The latest PPP poll for Virginia shows that the Old Dominion is for Newt Gingrich:
He’s at 41% there to 15% for Mitt Romney with no one else in double digits. Michele Bachmann and Rick Perry at 8%, Rick Santorum and Ron Paul at 6%, Jon Huntsman at 3%, and Gary Johnson at 1% round out the field.
It also has a hankerin’ for George Allen:
There continues to be very little appetite for a Tea Party challenge to George Allen in the Republican Senate race. 65% of primary voters think he’s ideologically about ‘right’ and only 25% express support for a generic ‘more conservative’ alternative to him, compared to 53% think who he should be the party nominee. Against his actual opponents Allen gets 67% to 5% for Jamie Radtke, 3% for E.W. Jackson, and 2% each for Tim Donner and David McCormick. This is one GOP contest where there’s just not a lot of desire for a challenger from the right.
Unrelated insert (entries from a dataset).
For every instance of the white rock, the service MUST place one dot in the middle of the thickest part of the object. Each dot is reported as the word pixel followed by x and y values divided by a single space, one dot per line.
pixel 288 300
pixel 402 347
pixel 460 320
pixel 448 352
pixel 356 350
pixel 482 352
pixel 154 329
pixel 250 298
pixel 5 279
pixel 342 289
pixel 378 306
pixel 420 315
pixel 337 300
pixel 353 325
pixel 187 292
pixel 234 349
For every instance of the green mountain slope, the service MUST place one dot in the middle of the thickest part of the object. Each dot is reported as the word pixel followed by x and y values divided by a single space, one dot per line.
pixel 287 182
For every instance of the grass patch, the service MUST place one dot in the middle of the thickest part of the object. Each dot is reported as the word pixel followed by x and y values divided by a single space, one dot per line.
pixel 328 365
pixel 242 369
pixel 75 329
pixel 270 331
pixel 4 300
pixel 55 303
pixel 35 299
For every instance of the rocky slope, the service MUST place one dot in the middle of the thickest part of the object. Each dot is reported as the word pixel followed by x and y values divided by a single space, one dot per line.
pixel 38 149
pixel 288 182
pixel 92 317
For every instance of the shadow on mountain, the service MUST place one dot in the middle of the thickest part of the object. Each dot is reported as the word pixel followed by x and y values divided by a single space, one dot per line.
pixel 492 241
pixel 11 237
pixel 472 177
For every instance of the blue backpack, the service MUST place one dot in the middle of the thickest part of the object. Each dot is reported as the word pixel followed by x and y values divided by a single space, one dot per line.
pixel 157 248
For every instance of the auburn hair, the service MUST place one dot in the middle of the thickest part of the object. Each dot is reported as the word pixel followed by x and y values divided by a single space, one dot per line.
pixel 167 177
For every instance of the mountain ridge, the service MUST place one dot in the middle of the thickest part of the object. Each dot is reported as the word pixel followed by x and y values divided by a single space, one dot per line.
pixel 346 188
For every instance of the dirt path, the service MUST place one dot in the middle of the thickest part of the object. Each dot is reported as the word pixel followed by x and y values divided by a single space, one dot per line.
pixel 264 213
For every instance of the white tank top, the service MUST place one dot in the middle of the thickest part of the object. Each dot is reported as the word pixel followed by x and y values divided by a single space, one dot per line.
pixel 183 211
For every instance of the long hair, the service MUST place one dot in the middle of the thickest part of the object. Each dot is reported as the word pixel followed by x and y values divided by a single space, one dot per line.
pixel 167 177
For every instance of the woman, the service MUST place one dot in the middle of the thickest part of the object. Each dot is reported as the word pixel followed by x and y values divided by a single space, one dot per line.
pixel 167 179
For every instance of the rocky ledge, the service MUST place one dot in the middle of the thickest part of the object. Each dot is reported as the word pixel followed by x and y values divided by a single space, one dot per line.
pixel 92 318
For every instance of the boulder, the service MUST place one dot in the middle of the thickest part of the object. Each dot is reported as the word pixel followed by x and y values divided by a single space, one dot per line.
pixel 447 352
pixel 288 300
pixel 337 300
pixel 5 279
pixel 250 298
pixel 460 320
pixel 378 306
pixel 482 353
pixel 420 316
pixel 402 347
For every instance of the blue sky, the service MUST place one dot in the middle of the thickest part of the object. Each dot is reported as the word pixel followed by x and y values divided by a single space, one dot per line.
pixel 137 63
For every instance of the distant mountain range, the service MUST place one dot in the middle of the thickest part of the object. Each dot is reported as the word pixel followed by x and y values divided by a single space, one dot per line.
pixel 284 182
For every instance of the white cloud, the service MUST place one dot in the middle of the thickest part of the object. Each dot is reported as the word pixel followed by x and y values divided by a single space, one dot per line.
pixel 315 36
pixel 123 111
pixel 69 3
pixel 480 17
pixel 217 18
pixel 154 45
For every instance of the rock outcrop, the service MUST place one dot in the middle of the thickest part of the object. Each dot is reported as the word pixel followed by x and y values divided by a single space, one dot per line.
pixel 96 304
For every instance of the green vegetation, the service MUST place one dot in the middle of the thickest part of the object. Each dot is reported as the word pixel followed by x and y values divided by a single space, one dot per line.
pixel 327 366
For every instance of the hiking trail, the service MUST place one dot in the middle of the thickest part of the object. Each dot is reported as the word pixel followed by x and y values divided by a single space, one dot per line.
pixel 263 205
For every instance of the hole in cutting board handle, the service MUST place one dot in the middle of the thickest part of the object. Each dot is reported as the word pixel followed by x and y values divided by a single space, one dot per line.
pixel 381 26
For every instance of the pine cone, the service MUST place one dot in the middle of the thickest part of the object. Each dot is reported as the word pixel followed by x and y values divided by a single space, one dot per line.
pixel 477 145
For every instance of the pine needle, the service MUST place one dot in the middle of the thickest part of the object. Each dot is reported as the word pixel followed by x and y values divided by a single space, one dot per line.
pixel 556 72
Those numbers are going to sting.
Much further out on the election curve, PPP posits that Ken Cuccinelli is the one:
Finally we took a very early look at the 2013 GOP primary for Governor and again find Ken Cuccinelli with a big early lead over Bill Bolling, 44-25. Both men are popular among Republican voters familiar with them but Cuccinelli is far better known with 73% of voters having an opinion about him to only 48% with one about Bolling. Cuccinelli is riding a huge advantage with Tea Party voters who favor him by 40 points, 58-18. Bolling leads by 25 points with moderates at 47-22, but there just aren’t that many of them.
These numbers, while loads of fun at parties, are no indication whatsoever of how that race will shake-out, in part because the sample size was small, and the margin of error quite large:
PPP surveyed 350 Republican primary voters from December 11th to 13th. The margin of error for the survey is +/-5.2%.
Considering today is the 13th, someone cobbled the data together in an awful hurry.